Vladimir Putin 'afraid of losing power': Russians are 'hungry and poor' so he 'started a war': financier

There has been a ton of speculation about Russian President Vladimir Putin's state of mind ever since he launched the horrific invasion of Ukraine. In his new book "Freezing Order," the financier Bill Browder offers this stark assessment of Putin, based on his years of doing business in Russia.
Despite what commentators think, Browder told The Daily Beast, Putin "is definitely not crazy."
“My analysis is that he’s acting very rationally based on his own depraved values. He’s been a dictator for 22 years and has stolen hundreds of billions from the Russian state. After a while, that loss creates hardship across the country and there is a very real probability of the people rising up and overthrowing him because they’re hungry and poor,” said Browder. “Putin understands this and saw the writing on the wall for himself.
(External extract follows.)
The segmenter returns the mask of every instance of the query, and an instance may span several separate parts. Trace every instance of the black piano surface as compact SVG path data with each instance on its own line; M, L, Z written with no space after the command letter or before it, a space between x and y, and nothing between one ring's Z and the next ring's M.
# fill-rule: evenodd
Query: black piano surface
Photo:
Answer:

He couldn’t just sit there and wait to be overthrown, so he did what most dictators do when they’re afraid of losing power: He started a war.”
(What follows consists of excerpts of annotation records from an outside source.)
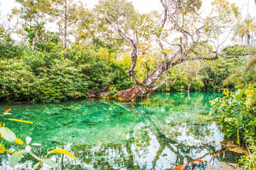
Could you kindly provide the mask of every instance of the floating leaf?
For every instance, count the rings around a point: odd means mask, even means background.
[[[4,115],[11,115],[10,113],[4,113]]]
[[[63,150],[63,149],[60,149],[60,148],[57,148],[53,151],[50,151],[48,152],[48,154],[63,154],[68,155],[70,157],[73,157],[75,159],[78,160],[78,159],[76,157],[75,157],[75,156],[73,155],[70,152],[69,152],[68,151],[66,151],[66,150]]]
[[[36,156],[36,154],[34,154],[31,152],[28,152],[28,153],[29,154],[31,154],[32,157],[33,157],[36,160],[40,161],[40,162],[41,161],[41,159],[40,157],[38,157],[38,156]]]
[[[25,147],[25,150],[28,152],[31,152],[31,147],[29,146],[29,145],[26,145],[26,147]]]
[[[16,138],[13,131],[5,127],[0,128],[0,133],[8,142],[13,142]]]
[[[31,137],[26,137],[26,143],[28,144],[32,140],[32,138]]]
[[[9,165],[11,167],[14,167],[18,164],[18,158],[21,156],[21,151],[18,151],[13,154],[9,160]]]
[[[10,151],[10,150],[6,150],[6,152],[8,152],[10,154],[14,154],[15,152],[14,151]]]
[[[11,108],[9,108],[9,109],[7,109],[6,110],[5,110],[4,113],[7,113],[7,112],[9,112],[9,111],[11,111]]]
[[[4,144],[1,144],[1,147],[0,147],[0,154],[4,153],[6,151],[5,149],[5,147]]]
[[[39,166],[40,162],[33,166],[33,169],[36,169]]]
[[[46,159],[43,159],[42,162],[43,163],[46,163],[52,168],[55,168],[57,166],[57,163],[53,160]]]
[[[32,122],[26,121],[26,120],[19,120],[19,119],[6,119],[6,120],[11,120],[11,121],[15,121],[15,122],[21,122],[21,123],[31,123],[31,124],[33,124]]]
[[[248,125],[256,125],[256,120],[250,122]]]
[[[16,143],[18,143],[19,144],[23,144],[23,143],[24,143],[21,140],[20,140],[17,137],[15,139],[14,142]]]
[[[31,145],[33,146],[41,146],[41,144],[38,144],[38,143],[33,143],[33,144],[31,144]]]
Browder has been a target for retribution by Putin for years, ever since he discovered that many of the companies he had invested in were being robbed by oligarchs and corrupt officials. The Daily Beast writes, "Unwilling to let this fraud go unchallenged, Browder ... decided to fight back. He hired a local lawyer named Sergei Magnitsky, who helped Browder uncover a multi-million dollar tax fraud involving Russian officials that went all the way up to President Vladimir Putin. Angered by the revelations, the Kremlin accused Magnitsky of fraud himself. He was detained and ultimately murdered in prison in 2009."
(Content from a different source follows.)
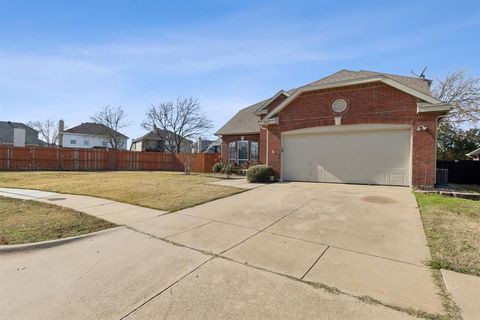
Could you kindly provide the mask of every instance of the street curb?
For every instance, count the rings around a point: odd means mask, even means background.
[[[118,226],[118,227],[114,227],[106,230],[100,230],[92,233],[82,234],[80,236],[67,237],[62,239],[46,240],[41,242],[25,243],[25,244],[1,245],[0,254],[13,253],[13,252],[25,252],[25,251],[33,251],[37,249],[46,249],[46,248],[56,247],[69,242],[79,241],[79,240],[87,239],[90,237],[103,235],[105,233],[114,232],[122,228],[125,228],[125,227]]]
Browder, who now is a British citizen, maintains a hefty security detail and is extremely cautious about who lets in his inner circle. "I don't drink tea with Russian strangers," he said - a reference to the 2006 poisoning murder of Russian defector Alexander Litvinenko, who drank tea laced with polonium-210 in a London hotel.
"Freezing Order" details the monumental state of illegal Russian government activity, noting how bankers and lawyers in the West enable Russian crimes by laundering money and setting up offshore accounts. He also unequivocally states "the seemingly never-ending corruption of the Russian government which has only gotten worse under Putin.
“During Soviet times there was a famous expression, ‘If you weren’t stealing from the state you were stealing from your family,’” Browder told The Daily Beast. “That culture of corruption was so built-in that everybody assumes that if you have power it would be irrational not to use it to steal everything you could."